При таком способе исполнения, убивающем всякую особость у художника и допускающем совместное участие сразу нескольких рук в одной и той же работе, все иконы, и византийские, и русские, выходят схожими между собой, как будто писаны одним и тем же человеком. Так было и так есть: исполнитель священных изображений не может дерзнуть уклониться ни на шаг от предписаний и выразить свою личность в чем бы то ни было.
Но знаменитый Грек дерзает же!.. Дерзает и пишет так, как никто еще не писал и никто не слышал даже, что можно так писать, и не видели от сотворения мира столь божественного письма!
Не сразу, но все, один за другим, даже и признанные русские изографы покорно зачли себя в ученики Феофановы и стали стараться писать иконы и фрески так, чтобы на него походить… Андрей понимал их и не осуждал, но сам принять Феофанов стиль дерзкий все же не мог, ему больше по душе было тонкостное и мягкое письмо Даниила Черного.

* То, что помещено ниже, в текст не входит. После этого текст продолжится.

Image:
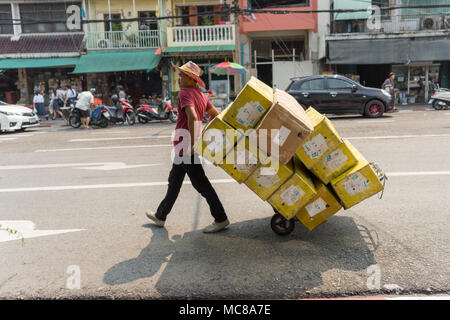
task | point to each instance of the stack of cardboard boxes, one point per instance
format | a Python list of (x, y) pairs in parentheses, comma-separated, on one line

— А ты-то не сумеешь, поди, так? — нечутко подтолкнул его Василий, а когда тот отмолчался, опять по-журавлиному склонив голову, подумал снова: «Завида…» И так был уверен в своем выводе, что с сожалением порассуждал про себя о том, что, видно, нет на свете людей безгрешных, идеальных. Иной раз думаешь, вот как с этим славным Андреем: вот человек, у которого нет ни одного порока, а есть одни только добродетели. Но как-то нечаянно обнаруживается и в этом человеке некая вовсе даже неприглядная черточка. Она не главная, не определяющая, но она же — есть! И так может получиться, что черточка эта постепенно перерастет в черту очень явную, такую даже, что перечеркнуть может и все достоинства. От зависти Андрей иконописание бросил — это для начала, а потом к чему может прийти?.. Написано же в умной книге: «Аще бо кто и многи творит добродетели, а будет завистлив, то горшии татя и разбойника».